Let’s start with the “cut” and “cap” portions of the bill. These sections require spending cuts in 2012 and caps over the next decade identical to those in the House Budget Committee Chairman Paul Ryan’s plan., By House Republicans’ own design, achieving those spending levels would require cuts that would be harmful to the economic recovery in the short-term while also damaging our long-term competitiveness and placing a higher burden on seniors and the most vulnerable. To give a few examples:
- The bill would abruptly cut more than $100 billion in spending in the first year alone, a step that Congressional Budget Office Director Doug Elmendorf stated would “affect our projections for GDP growth over the next two years.”
- The House Budget Resolution plan would cut clean energy investments by 70 percent, infrastructure investments by a third, and education and training by 25 percent – cutting 320,000 children from Head Start and reducing aid for families trying to put their kids through college by hundreds, or even thousands of dollars.
- It would cut Medicaid by one-third over the decade, and by nearly 50% by 2030. This could, according to the Kaiser Family Foundation, result in 36 million people losing Medicaid coverage, including people with disabilities and seniors in nursing homes. And that comes on top of the 17 million who would lose coverage due to repealing subsidies in the Affordable Care Act.

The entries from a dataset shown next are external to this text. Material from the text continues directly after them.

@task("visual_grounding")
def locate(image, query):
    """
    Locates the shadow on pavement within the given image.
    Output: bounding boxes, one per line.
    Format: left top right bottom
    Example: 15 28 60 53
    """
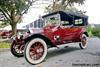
46 47 81 59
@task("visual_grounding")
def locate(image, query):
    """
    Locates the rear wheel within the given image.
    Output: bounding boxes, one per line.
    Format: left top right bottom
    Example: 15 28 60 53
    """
25 38 47 64
79 34 87 49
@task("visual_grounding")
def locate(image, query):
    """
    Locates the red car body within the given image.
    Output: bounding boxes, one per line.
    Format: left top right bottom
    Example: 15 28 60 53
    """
11 11 88 64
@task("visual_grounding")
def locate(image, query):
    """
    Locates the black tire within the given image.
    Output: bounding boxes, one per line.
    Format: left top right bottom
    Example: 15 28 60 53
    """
79 34 87 49
24 38 47 64
10 41 24 57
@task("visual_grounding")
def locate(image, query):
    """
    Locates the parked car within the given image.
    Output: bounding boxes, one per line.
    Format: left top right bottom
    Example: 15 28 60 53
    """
10 11 88 64
0 30 12 38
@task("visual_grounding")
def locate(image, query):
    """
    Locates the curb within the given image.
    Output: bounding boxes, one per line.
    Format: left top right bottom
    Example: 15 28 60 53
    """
0 48 10 53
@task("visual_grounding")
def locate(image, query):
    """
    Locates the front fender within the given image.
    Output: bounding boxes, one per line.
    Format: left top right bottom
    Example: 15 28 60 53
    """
24 34 54 47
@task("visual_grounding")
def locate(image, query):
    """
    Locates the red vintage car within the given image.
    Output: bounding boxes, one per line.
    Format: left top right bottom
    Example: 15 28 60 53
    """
10 11 88 64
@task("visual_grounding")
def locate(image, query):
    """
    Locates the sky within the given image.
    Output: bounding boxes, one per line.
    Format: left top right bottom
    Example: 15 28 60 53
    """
23 0 100 24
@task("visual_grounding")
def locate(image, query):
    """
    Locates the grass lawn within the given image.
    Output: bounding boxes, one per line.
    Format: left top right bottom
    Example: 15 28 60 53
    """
0 42 11 48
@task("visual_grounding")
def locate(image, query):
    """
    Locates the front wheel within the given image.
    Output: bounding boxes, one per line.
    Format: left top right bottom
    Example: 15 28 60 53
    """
79 34 87 49
10 40 24 57
24 38 47 64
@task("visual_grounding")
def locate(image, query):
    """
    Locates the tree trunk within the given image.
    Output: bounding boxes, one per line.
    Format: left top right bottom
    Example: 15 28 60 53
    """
11 23 17 35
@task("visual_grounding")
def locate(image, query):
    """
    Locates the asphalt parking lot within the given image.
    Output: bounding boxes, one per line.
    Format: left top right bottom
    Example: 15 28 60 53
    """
0 38 100 67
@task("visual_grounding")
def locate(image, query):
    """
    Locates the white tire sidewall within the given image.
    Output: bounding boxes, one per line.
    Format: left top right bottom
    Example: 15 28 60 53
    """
25 38 47 64
81 34 87 49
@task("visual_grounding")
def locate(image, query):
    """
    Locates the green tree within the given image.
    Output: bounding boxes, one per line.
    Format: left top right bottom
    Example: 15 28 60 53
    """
0 0 36 35
46 0 85 12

- And it would cut programs for the most vulnerable – for example, by food stamp benefits for a family of four by $1,760 per year or cut 8 million households from the program.
- Finally, the House Budget Resolution proposed to convert Medicare to a voucher program, increasing costs for Medicare beneficiaries by $6,400 a year beginning in 2021 – with those higher costs increasing over time.
And you don't stop with the poor either. You punish middle- and working-class families who — like the fictional family I mentioned earlier — are struggling through this recession. After all, they have it coming.
Here's your average right wing congressman's take on the default crisis:
ROKITA: We’ll learn to live within our means right now, in the here and now. And this might force that issue even if the economy does or the stock market does go down, the economy might get worse. The economy is terrible it’s been terrible for years now, and the reason it’s bad is not because of a debt-ceiling vote.
The reason it’s bad is because we have people who believe that by making government bigger by keeping people on unemployment checks and on welfare we’re going to dig us out of this mess.
That's what they think. It's about bad people on welfare. Plus ca change, plus c'est la meme chose. It's up to the GOP leadership to figure out how to deal with that. Perhaps they could consult with some special needs specialists.